Hands On The Raspberry Pi 500 and monitor have been released just in time for Christmas. The machine itself is an undeniably impressive bit of hardware, but the monitor is slightly puzzling.
The Reg was provided a Pi 500 before its release and used it as a daily driver for a few days. It works well and runs swiftly – subjectively quicker than last year’s Raspberry Pi 5 and far faster than the Pi 400.
Pi supremo Eben Upton attributed the speed increase to tweaks in software rather than hardware.
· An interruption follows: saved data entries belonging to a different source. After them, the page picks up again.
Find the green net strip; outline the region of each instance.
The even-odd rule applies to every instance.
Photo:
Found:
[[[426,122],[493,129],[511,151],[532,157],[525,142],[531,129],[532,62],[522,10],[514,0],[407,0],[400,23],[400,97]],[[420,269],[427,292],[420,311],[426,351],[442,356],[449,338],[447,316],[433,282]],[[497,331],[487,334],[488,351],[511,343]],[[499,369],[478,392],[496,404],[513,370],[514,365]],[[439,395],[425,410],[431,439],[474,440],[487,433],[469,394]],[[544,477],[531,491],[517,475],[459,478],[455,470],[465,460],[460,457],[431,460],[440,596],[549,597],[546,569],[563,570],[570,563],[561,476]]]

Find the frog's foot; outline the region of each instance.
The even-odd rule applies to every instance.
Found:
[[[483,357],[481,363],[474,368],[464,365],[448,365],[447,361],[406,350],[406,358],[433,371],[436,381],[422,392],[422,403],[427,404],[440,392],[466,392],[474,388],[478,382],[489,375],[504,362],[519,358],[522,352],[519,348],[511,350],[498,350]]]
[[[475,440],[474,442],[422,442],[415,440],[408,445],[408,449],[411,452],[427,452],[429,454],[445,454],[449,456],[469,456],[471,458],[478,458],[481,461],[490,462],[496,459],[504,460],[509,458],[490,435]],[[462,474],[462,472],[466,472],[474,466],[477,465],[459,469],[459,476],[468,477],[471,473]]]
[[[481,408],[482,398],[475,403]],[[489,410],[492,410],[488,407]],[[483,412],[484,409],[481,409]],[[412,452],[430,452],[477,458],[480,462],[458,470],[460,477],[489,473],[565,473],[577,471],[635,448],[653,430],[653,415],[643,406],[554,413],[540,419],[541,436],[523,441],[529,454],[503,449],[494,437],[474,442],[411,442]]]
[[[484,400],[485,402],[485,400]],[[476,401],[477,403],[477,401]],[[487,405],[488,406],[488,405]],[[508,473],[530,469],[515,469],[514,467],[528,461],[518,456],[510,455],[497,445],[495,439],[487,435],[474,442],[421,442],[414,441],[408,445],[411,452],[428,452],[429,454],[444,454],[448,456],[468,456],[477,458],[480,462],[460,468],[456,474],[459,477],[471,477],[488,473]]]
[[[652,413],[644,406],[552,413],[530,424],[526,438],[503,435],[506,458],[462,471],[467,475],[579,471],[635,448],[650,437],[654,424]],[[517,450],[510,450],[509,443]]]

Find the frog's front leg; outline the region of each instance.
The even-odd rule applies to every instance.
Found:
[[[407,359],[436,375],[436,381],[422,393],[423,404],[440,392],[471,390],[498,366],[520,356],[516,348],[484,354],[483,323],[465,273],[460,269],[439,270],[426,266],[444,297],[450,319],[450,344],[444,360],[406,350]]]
He told El Reg: “There’s quite a bit of raw compute performance uplift (roughly from 750 to 900 in single-core Geekbench, which is a pretty good proxy for general user experience) derived from the NUMA work and other SDRAM performance optimization (refresh rates etc.) … The change from wayfire to labwc for desktop composition also has a significant effect. It’s been a busy year!”
The device looks identical to the Pi 400 and consists of a keyboard with a Pi built into it. At the rear you’ll find a pair of USB 3 connectors, one USB 2 port, a 40-pin GPIO header, and a USB-C connector to supply the 5V of power needed to run the device.
There is also a gigabit Ethernet port, a pair of micro HDMI ports, and a microSD card slot. Inside the box are wireless connectivity chips providing 802.11b/g/n/ac Wi-Fi and Bluetooth 5.0.
This year’s model differs from the Pi 400 in a few ways. The red of the base is now white, the Num Lock key is no longer, and a power key has been added – infuriatingly close to the Delete button. The order of the ports has changed.
Subjectively, there has been an improvement in the quality of plastics. Upton told The Register the builder is using a new keyboard supplier, although the base plastics were from the same vendor. There is also a gloss chamfer around the edge and four rubber feet instead of the two on our original Pi 400.
The guts of a Pi 5 with 8GB RAM can be found inside the case, which goes some way to explaining the price rise. The unit will retail for $90 – an increase from the $70 of the previous generation, but more or less in line with the across-the-board increase from Pi 4 to Pi 5. Doubling the RAM and a hike in performance goes a long way to mitigate the increase.
Upton told us the price of the Pi 400 is to drop to $60 (with a Raspberry Pi OS SD card) and $80 for the kit with cable, power supply, mouse, and beginners guide – and the Pi 400 is not particularly slow.
The Pi 500 features a 2.4GHz quad-core 64-bit Arm Cortex-A76 CPU. It uses the same passive heat sink as the Pi 400, but despite the extra performance available, we could not persuade the CPU to throttle under regular use. This is a good thing.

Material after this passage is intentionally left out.